История, в общем-то, была некрасивой: человек, в которого она верила и которого любила, отец ее ребенка, после семи лет совместной жизни на два года бросил дом и домочадцев из-за какой-то румынки, с которой познакомился в путешествии; изрядно помотался по миру, а затем однажды заявил, что они больше не могут вместе жить и что им нужно расстаться.
Сказать по правде, этот брак с самого начала не был счастливым. Они оба очень любили друг друга, но физически совершенно не подходили друг другу: Фахир был нервным и апатичным, а Нуран – только терпеливой; они жили бок о бок, закрытые друг для друга духовно, открытые лишь в повседневных делах, словно оба были жертвами случайной встречи.
Появление на свет Фатьмы, казалось, поначалу немного изменило эту замкнутую и почти безрадостную жизнь. Однако, хотя Фахир очень любил своего ребенка, дома ему постоянно бывало скучно, и безмолвную, мягкую и погруженную в собственный мир жизнь жены он считал чужой. Фахиру казалось, что Нуран была безучастной, а та на самом деле семь лет ждала, что он сможет пробудить ее от этого сна.

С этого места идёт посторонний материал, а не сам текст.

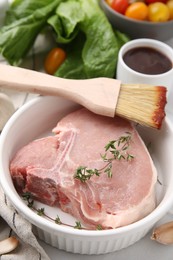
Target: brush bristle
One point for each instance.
(143, 104)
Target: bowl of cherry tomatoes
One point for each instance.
(141, 18)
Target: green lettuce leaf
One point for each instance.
(18, 37)
(99, 51)
(79, 26)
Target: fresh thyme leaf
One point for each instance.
(58, 221)
(28, 197)
(99, 227)
(78, 225)
(40, 212)
(117, 148)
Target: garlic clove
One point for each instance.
(7, 245)
(163, 233)
(6, 109)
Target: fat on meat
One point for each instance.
(46, 167)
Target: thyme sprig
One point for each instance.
(27, 196)
(118, 150)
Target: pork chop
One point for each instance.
(46, 168)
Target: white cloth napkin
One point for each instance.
(13, 224)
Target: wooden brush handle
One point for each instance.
(99, 95)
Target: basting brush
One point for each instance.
(143, 104)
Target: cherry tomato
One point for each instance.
(158, 12)
(137, 10)
(109, 2)
(154, 1)
(54, 59)
(170, 7)
(120, 5)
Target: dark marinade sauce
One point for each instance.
(147, 60)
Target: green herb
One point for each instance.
(99, 227)
(41, 212)
(118, 151)
(78, 225)
(79, 26)
(58, 221)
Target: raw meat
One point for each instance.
(46, 168)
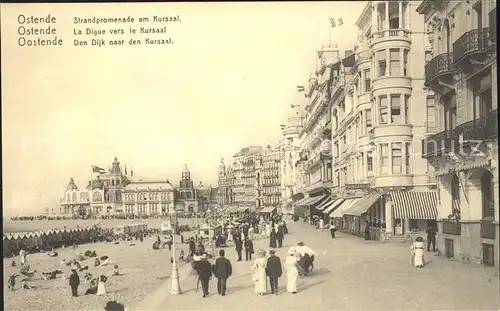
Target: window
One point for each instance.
(381, 63)
(368, 113)
(397, 161)
(394, 65)
(405, 63)
(384, 113)
(431, 115)
(368, 81)
(408, 152)
(385, 159)
(369, 161)
(395, 109)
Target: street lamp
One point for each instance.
(176, 286)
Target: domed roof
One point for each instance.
(71, 185)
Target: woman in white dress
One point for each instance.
(292, 271)
(259, 273)
(417, 251)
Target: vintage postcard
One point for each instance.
(333, 155)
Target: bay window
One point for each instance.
(384, 110)
(394, 65)
(384, 159)
(396, 108)
(397, 160)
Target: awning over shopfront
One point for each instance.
(415, 204)
(267, 209)
(333, 206)
(339, 212)
(325, 204)
(364, 204)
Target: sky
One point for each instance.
(226, 82)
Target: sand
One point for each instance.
(144, 270)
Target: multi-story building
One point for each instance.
(103, 194)
(462, 141)
(271, 178)
(377, 123)
(225, 184)
(290, 148)
(315, 138)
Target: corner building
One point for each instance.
(462, 140)
(380, 179)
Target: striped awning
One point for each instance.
(333, 206)
(339, 212)
(415, 204)
(324, 204)
(364, 204)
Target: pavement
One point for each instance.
(350, 274)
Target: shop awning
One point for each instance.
(415, 204)
(339, 212)
(333, 206)
(267, 209)
(324, 205)
(364, 204)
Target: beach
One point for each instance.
(143, 269)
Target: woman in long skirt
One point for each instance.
(259, 273)
(292, 271)
(417, 249)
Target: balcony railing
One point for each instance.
(479, 129)
(439, 65)
(434, 144)
(471, 42)
(488, 229)
(452, 227)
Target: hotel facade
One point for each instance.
(462, 140)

Ее женская жизнь, по-своему богатая настолько, что можно было считать ее опасной, и в любом смысле плодовитая, протекала, с одной стороны, в иллюзиях из-за отсутствия мужчины, который будет заниматься только ею, как заброшенным полем, а с другой стороны, в чувстве унижения, которое появилось у нее, как она считала, из-за собственной бесплодности. Фахир был из тех людей, которые способны усыпить любое желание и страсть в стремлении к обладанию чем-либо. Поэтому он жил невзрачной, как пустоцвет, жизнью, ожидая резких неожиданностей, которые способны пробудить лишь инстинкты, совершенно не замечая ценности того богатого материала, который находился рядом с ним. Так как редкие возвращения его к жене не бывали искренними и он относился к ней поверхностно, он проходил мимо Нуран, не вызывая в ней никакой реакции, как волна, что набегает поверх подводной скалы. Ее темперамент мог бы пробудить в нем любовь, к которой в большом количестве примешивалась бы физическая составляющая, а мог бы подарить ему опыт, который оставил бы след в его жизни. А Эмма, которую Фахир случайно встретил на пляже в Констанце, стала в его жизни именно таким опытом. Этому красивому мужчине не хватало умения становиться на место другого человека. Однако тот факт, что Эмма пятнадцать лет своей жизни провела в любовницах у разных мужчин, сумел компенсировать эту неспособность им обоим.